World Championship Wrestling (1995–2000)
The Blue Bloods were formed in 1995 in WCW by Regal after he split with his manager, Sir William, and became a tag team wrestler. Originally, Regal scouted Jean-Paul Levesque, and they were slated to be a tag team before Levesque left to join the World Wrestling Federation (WWF). Eventually, Regal recruited Alabama-born Bobby Eaton, getting him (kayfabe) "knighted" and renaming him "Earl Robert Eaton". Regal took it upon himself to teach Eaton the finer points of the British lifestyle, including the Queen's English and proper dining etiquette.

The team feuded with Harlem Heat (Booker T and Stevie Ray) and the team of Bunkhouse Buck and Dick Slater over the WCW World Tag Team Championship, but never got their hands on the titles. Later they were joined by "Squire" David Taylor and a butler named Jeeves, whom they openly abused. Eaton eventually left the group, leaving Taylor and Regal to feud with him.

Taylor and Regal continued to team together until Regal was released from WCW in February 1998 and went to the WWF, as at which point Taylor went on to compete in the singles division.

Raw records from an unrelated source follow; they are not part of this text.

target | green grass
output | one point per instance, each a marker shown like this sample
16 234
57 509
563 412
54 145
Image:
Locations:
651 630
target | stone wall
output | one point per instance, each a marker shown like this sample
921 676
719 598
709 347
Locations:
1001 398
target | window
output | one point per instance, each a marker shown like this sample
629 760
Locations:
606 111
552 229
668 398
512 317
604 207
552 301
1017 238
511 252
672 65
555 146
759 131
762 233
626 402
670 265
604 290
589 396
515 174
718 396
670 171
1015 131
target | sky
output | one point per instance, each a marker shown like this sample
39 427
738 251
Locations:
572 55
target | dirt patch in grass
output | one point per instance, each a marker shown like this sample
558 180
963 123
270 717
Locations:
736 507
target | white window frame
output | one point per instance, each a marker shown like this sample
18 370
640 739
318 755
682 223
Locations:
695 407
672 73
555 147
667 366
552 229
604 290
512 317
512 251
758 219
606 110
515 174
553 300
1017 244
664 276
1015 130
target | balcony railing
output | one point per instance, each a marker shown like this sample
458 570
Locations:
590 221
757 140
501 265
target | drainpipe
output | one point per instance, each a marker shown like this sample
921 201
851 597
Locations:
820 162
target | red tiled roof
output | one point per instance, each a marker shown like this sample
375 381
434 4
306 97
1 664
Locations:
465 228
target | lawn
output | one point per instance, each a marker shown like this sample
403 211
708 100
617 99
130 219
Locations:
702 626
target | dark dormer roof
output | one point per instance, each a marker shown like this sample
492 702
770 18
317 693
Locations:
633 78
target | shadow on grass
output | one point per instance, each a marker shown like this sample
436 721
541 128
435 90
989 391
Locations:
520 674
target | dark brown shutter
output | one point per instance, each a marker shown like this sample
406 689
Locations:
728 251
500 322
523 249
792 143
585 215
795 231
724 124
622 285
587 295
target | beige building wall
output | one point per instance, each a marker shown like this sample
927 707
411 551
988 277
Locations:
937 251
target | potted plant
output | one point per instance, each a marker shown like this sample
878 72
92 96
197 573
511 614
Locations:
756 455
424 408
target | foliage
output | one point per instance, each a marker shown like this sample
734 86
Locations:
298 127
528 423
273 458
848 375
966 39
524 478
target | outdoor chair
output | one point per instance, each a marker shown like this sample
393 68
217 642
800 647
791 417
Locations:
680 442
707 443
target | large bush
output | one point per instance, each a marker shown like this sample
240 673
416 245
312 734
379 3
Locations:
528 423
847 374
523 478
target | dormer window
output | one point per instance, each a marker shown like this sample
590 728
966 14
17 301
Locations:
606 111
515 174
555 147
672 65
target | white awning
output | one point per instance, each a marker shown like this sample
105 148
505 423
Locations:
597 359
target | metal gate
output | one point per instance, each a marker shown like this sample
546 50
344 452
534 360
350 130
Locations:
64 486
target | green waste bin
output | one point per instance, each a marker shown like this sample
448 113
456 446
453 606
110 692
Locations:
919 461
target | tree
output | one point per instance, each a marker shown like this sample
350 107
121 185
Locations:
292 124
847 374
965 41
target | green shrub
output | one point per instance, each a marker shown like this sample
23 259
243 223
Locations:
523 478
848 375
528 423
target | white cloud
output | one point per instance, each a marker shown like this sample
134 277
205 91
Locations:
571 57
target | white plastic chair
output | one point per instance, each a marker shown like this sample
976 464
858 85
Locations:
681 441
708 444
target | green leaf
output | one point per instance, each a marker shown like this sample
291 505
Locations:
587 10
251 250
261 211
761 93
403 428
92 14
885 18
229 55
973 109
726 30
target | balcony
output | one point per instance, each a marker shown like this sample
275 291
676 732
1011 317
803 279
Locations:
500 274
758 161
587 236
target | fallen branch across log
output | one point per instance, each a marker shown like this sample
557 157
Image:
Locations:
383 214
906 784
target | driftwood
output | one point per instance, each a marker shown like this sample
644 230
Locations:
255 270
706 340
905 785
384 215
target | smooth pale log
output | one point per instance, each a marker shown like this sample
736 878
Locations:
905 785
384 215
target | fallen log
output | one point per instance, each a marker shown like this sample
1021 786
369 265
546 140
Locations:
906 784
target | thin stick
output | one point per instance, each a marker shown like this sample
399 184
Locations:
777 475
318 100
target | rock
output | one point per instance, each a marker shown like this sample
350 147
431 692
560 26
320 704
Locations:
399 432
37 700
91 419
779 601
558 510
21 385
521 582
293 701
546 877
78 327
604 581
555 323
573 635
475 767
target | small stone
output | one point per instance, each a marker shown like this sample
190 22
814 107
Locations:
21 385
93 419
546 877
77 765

When Regal returned to WCW in July 1999, Regal and Taylor would reform the Blue Bloods in August. They would compete primarily on WCW Saturday Night, until the team disappeared from television in January 2000.

World Wrestling Entertainment (2006–2007)
In 2006, Regal (with his ring name changed to William) and Taylor reunited as a tag team on the SmackDown brand of World Wrestling Entertainment, however they used no parts of their previous "Blue Bloods" gimmick, instead becoming sadistic fighters, willing to go to just about any lengths for a win.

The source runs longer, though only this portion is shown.